During my teenage years my family would vacation every summer for a week at a campground in Mammoth Spring, Arkansas called Many Islands. It was located on the Spring River and offered premier trout fishing.
Our first year we camped for a week in a tent. It didn’t take long to realize that this was not the best of ideas. The following years we rented a cabin with all the comforts of home.
Spring River had several springs that flowed into it. The water temperature was cold and colder. Remember this little bit of information. The shock of hitting the water would take your breath away.
Generally we would wade the water to trout fish. On this one particular morning my dad informed me he was renting a boat and trolling motor so he and I could get where the big trout hung out.
There was a concrete slab where one could pull the boat up to and tie it off. My dad had pulled the boat up to the slab and informed me he was going to show me how to tie the boat up properly.
I was thirteen and excited about my dad sharing his knowledge with me. I watched attentively as he explained the proper knot to use as he tied it off. He then instructed me to retrieve our tackle boxes and rods and reels. He began loading the boat with our gear. He took one load aboard and came back to get another load.

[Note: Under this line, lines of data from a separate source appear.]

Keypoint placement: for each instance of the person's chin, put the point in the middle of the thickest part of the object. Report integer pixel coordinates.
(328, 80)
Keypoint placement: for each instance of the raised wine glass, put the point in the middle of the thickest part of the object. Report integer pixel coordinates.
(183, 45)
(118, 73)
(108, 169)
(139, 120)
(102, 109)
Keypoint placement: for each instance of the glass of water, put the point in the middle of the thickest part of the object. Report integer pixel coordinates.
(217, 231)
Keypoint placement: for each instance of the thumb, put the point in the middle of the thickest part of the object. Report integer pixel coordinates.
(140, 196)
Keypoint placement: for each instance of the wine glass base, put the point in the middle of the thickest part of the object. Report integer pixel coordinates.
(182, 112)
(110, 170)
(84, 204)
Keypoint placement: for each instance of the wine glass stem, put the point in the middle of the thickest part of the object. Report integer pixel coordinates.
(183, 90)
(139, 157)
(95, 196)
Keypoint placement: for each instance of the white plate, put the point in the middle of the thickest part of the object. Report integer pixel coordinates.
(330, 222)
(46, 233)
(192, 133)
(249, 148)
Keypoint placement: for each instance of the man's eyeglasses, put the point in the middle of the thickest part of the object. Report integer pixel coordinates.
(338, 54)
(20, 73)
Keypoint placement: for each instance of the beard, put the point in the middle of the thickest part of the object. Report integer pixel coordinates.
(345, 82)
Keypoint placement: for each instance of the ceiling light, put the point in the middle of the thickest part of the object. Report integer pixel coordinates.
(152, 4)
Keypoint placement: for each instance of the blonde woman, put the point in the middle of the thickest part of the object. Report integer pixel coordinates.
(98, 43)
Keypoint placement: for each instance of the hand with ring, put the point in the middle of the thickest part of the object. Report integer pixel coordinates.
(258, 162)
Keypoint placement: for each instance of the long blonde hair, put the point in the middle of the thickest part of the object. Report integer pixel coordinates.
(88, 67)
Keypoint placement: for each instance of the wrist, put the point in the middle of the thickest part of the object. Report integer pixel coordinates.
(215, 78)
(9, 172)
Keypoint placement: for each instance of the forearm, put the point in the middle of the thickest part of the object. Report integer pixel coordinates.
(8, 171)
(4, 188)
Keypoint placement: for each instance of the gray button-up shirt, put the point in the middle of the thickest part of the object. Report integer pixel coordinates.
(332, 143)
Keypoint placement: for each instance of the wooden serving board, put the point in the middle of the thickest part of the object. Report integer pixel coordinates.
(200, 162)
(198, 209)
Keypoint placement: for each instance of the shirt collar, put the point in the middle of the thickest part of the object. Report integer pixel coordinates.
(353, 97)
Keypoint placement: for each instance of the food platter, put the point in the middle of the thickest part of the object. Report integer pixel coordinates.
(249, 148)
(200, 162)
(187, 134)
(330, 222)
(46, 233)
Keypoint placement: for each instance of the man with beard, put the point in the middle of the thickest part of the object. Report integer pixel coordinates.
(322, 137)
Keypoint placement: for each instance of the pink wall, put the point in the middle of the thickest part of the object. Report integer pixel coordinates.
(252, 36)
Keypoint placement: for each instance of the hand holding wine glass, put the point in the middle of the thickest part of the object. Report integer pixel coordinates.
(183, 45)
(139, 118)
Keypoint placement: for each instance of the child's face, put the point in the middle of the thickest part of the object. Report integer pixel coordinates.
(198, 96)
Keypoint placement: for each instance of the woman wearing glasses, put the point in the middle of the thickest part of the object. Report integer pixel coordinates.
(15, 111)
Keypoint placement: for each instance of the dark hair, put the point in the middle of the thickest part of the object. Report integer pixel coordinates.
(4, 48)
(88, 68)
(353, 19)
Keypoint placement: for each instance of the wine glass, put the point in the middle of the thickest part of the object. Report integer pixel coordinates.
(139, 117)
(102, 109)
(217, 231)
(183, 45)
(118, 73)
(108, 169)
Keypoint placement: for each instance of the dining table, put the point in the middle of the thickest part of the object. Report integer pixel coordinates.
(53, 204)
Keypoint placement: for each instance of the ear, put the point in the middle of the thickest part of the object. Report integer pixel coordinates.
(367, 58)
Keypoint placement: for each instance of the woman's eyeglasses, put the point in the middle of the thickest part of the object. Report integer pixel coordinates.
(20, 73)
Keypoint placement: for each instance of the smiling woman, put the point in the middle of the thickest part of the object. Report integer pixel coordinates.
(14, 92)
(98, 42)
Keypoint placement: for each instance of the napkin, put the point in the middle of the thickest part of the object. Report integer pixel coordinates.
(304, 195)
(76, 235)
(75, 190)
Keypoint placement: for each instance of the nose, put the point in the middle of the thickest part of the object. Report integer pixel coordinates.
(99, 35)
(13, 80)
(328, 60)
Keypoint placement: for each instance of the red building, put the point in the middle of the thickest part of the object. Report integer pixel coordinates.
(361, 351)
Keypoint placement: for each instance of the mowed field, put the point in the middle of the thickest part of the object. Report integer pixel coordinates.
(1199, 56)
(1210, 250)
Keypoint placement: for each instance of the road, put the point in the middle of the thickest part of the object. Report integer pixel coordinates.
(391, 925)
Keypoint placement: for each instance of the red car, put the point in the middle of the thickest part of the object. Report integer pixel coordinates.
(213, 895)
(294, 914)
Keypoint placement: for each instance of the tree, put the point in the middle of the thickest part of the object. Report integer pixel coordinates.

On this trip he set his foot on the front seat of the John boat and still had one foot on the slab. At this point the boat began to drift away from the slab. Little did I know my vocabulary was going to expand with words that if I had ever used would have ended with me getting my mouth washed out with soap.
Now you have to picture my dad with one foot in the boat and the other planted on the slab and the boat slowly backing away. The gap between the boat and slab has widened. At this point I began to wonder if at the age of thirty four if my dad could physically do the splits.
My dad is trying frantically to pull the boat back to the slab with his leg. I stood there in disbelief as I watched the knot my dad had tied begin to unravel and the boat was now free and it occurred to me my dad was now at the point of no return.
All of a sudden I was overcome with the urge to laugh. I immediately started biting my tongue and realized how much I enjoyed life. I didn’t want to be standing in front of the pearly gates at such a young age so with great determination I was able to suppress my laughter.
I watched in horror, but laughing on the inside, as the gap became too wide for my dad to maintain his balance. SPLASH!!! Did I mention how cold the water is? He rises out of the water and onto the slab with the agility of a teenager. Like the Phoenix riding from the ashes!! My vocabulary was expanding with the speed of light. His language would have made a sailor proud!
Needless to say that pretty much ended our day in the boat exploring Spring River and a trophy Trout was spared. When we got back to the cabin we had a real good laugh. Ahh the memories of growing up.